Reflective writing is an analytical practice in which the writer describes a real or imaginary scene, event, interaction, passing thought, or memory and adds a personal reflection on its meaning. Many reflective writers keep in mind questions such as "What did I notice?", "How has this changed me?" or "What might I have done differently?" when reflecting.

Thus, in reflective writing, the focus is on writing that is not merely descriptive. The writer revisits the scene to note details and emotions, reflect on meaning, examine what went well or revealed a need for additional learning, and relate what transpired to the rest of life.

According to Kara Taczak, "Reflection is a mode of inquiry: a deliberate way of systematically recalling writing experiences to reframe the current writing situation."

The more someone reflectively writes, the more likely they are to regularly reflect in their everyday life, think outside the box, and challenge accepted practices.

Background 
When writing reflectively, a writer attempts to convey their own thought process. Therefore, reflective writing is one of the more personal styles of writing as the writer is clearly inserted into the work. This style of writing invites both the reader and the writer to introspect and examine their own thoughts and beliefs, and gives the writer and the reader a closer, less distant relationship.

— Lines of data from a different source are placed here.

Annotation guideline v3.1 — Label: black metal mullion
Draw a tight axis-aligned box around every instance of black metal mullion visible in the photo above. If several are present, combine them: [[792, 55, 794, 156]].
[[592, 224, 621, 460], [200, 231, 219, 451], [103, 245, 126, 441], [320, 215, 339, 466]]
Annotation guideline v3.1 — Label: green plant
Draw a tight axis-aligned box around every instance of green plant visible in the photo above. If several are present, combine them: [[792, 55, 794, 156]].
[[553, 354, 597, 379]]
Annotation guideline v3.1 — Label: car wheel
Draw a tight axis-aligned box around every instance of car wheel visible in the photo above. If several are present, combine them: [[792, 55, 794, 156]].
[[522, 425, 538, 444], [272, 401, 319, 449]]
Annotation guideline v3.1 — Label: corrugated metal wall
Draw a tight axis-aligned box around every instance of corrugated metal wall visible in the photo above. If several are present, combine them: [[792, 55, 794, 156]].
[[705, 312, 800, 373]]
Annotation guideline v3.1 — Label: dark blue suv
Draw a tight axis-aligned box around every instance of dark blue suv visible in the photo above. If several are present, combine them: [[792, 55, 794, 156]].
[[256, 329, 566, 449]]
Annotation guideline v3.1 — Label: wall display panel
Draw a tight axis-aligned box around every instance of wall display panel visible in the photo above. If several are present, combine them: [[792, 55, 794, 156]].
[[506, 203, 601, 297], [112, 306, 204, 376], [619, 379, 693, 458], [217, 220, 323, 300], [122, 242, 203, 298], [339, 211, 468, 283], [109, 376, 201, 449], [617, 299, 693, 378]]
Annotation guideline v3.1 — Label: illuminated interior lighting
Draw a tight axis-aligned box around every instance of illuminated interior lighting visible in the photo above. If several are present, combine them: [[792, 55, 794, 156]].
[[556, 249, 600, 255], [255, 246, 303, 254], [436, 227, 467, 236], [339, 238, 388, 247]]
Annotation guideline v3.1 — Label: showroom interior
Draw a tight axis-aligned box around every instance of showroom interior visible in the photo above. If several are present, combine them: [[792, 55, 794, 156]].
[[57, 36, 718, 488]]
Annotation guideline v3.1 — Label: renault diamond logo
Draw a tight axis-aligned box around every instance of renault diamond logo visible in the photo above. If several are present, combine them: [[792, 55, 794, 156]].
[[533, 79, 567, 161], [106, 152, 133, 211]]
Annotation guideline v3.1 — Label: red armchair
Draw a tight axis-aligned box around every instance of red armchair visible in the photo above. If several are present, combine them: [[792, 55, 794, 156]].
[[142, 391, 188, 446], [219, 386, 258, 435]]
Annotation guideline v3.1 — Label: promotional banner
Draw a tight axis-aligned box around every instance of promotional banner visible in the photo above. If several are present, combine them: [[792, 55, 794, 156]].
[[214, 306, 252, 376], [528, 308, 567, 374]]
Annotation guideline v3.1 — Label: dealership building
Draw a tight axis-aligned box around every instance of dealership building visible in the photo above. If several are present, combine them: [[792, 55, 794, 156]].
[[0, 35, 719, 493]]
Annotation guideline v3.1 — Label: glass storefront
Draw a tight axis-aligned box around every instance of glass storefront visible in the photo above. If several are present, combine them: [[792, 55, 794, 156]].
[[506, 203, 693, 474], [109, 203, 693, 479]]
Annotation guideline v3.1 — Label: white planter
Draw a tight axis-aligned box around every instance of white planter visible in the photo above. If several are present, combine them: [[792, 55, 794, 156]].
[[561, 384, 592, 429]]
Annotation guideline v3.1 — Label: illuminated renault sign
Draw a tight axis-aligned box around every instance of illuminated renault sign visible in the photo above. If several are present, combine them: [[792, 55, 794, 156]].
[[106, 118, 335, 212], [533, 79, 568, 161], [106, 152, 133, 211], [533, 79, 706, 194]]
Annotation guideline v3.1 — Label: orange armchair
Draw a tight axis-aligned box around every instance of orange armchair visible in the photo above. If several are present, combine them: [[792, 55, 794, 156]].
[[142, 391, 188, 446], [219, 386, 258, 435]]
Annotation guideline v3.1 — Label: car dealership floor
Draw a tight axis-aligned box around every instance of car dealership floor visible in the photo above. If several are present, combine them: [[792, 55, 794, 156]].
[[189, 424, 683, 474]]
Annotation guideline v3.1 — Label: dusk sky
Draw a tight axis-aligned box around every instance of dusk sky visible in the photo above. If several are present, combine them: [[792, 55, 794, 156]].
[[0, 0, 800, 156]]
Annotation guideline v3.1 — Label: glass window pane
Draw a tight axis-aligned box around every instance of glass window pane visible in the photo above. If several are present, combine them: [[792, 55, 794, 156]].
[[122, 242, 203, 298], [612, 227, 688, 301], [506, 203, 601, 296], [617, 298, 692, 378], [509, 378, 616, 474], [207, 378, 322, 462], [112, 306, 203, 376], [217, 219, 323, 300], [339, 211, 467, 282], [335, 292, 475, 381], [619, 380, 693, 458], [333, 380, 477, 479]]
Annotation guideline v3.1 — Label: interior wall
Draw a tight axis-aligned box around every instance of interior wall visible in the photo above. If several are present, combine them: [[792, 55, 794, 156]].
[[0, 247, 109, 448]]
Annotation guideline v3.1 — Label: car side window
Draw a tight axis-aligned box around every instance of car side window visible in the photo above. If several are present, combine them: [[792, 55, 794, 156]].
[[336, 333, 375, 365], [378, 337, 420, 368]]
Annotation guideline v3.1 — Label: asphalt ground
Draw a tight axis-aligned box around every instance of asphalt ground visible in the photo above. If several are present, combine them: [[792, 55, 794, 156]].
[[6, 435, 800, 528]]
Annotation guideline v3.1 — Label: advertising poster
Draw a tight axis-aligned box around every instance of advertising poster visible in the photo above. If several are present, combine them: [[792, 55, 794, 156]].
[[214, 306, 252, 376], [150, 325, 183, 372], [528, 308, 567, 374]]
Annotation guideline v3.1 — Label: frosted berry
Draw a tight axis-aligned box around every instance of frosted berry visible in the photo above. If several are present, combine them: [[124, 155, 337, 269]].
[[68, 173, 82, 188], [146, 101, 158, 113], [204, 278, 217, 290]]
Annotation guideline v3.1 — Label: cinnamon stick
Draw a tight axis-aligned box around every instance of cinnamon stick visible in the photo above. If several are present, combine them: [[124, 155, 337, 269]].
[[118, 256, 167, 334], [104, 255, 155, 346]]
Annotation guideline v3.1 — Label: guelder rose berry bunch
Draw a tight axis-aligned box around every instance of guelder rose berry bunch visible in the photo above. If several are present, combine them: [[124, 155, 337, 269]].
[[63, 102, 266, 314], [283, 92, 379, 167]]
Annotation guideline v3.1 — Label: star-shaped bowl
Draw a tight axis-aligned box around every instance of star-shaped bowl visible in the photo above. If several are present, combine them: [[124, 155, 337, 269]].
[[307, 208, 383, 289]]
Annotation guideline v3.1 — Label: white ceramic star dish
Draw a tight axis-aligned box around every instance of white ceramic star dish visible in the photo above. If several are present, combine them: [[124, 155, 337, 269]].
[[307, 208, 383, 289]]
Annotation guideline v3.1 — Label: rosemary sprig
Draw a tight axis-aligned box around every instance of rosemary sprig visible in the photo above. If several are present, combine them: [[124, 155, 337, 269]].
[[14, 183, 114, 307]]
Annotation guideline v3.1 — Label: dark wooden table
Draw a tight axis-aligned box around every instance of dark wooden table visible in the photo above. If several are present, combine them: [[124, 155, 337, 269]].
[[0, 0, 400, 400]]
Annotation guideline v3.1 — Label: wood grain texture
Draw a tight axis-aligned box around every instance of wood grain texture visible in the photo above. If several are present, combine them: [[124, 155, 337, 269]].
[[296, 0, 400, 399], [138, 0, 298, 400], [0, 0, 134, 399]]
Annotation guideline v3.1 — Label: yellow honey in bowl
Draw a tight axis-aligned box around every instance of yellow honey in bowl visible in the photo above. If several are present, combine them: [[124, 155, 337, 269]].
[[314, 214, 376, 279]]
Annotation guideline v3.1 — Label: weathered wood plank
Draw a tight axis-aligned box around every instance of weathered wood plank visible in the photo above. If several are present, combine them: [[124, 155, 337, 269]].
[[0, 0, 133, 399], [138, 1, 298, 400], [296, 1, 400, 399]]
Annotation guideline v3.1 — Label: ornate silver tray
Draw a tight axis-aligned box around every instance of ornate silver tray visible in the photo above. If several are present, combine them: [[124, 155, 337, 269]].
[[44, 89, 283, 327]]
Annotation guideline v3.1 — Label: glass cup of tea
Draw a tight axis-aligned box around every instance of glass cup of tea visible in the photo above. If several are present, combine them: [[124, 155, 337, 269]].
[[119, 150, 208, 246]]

Reflective writing tends to consist of description, or explaining the event and its context; interpretation, or how the experience challenged existing opinions; and outcome, or how the experience contributed to personal or professional development.

Most reflective writing is written in first person, as it speaks to the writer's personal experience, but often it is supplemented with third person in academic works as the writer must support their perspective with outside evidence.

Reflective writing is usually a style that must be learned and practiced. Most novice writers are not reflective initially, and must progress from imitative writing to their own style of genuine, critical reflection.

Kathleen Blake Yancey notes that reflection "is the dialectical process by which we develop and achieve, first, specific goals for learning; second, strategies for reaching those goals; and third, means of determining whether or not we have met those goals or other goals."

The concepts of reflection and reflective writing are social constructs prevalent in academic literature, and in different contexts their meanings have different interpretations.

Characteristics of reflective writing 
The main characteristics of reflective writing include:

Reflection: The writer reflects on the issue (that is, the topic they are writing about) and considers how their own experience and points of view might influence their response. This helps the writer learn about themselves as well as contribute to a better final product that considers biases.
Evidence: The writer considers and cites different perspectives and evidence to provide a truly comprehensive reflection. "Evidence" can mean either academic evidence or the writer's own reflections and experiences, depending on whether the piece of reflection is personal or academic.
Clarity: The writer must be clear and cohesive. As reflective writing takes the reader through both the writer's own thoughts and sometimes other outside perspectives, unity and readability are crucial to ensure the reader does not get lost between points of view.

If the reflection is written for academia—that is, it is not a personal reflection or journal—additional features include:

Theory: An academic reflection will integrate theories and other academic works to explain the reflection. For example, a writer might say: "Smith's theory of social engagement might explain why I reacted the way I did."
Learning outcomes: An academic reflection will include commentary on how the writer learned from the experience, what they would have done differently, or how their perspectives or opinions have changed as a result of the experience.

Reflective writing in academia

Reflective writing is regularly used in academic settings, as it helps students think about how they think. In other words, it is a form of metacognition. It is frequently assigned to postsecondary students, and is particularly useful to students and practitioners in composition, education and health-related fields as it helps them reflect on their practice. Typical academic reflective writings include portfolios, summaries, and journals. Reflective writing is not limited in academic writing because it often takes many different forms. Sometimes it is used in stand-alone assessment tasks, and other times it is incorporated into other tasks such as essays.

Evidence shows that reflective writing is a good way to increase empathy in medical students. Another study showed that students who were assigned reflective writing during a camp developed greater self-awareness, had a better understanding of their goals, and were better able to recognize their personal development.

Reflective writing is useful to improve collaboration, as it makes writers aware of how they sound when they voice their thoughts and opinions to others. Additionally, it is an important part of the reflective learning cycle, which includes planning, acting, observing, and reflecting.

Students can be hesitant to write reflectively as it requires them to not just consider but actively cite things they typically would hide or ignore in academic writing, like their anxieties and shortcomings.

Reflective writing in academic settings is sometimes criticized, as concerns exist regarding its effectiveness. Reflective writing assignments are often weighted low in a course's grade calculations, and among a crowded workload, students can see them as an afterthought. It has also been argued that reflective writing assignments are only assigned as "busy work", as they are low maintenance and relatively easy to grade. Additionally, because students know they will be graded on their reflection, it might be written in an inauthentic way.

Nonetheless, reflective writing is becoming increasingly important in education, as reflecting on completed work helps students see room for improvement.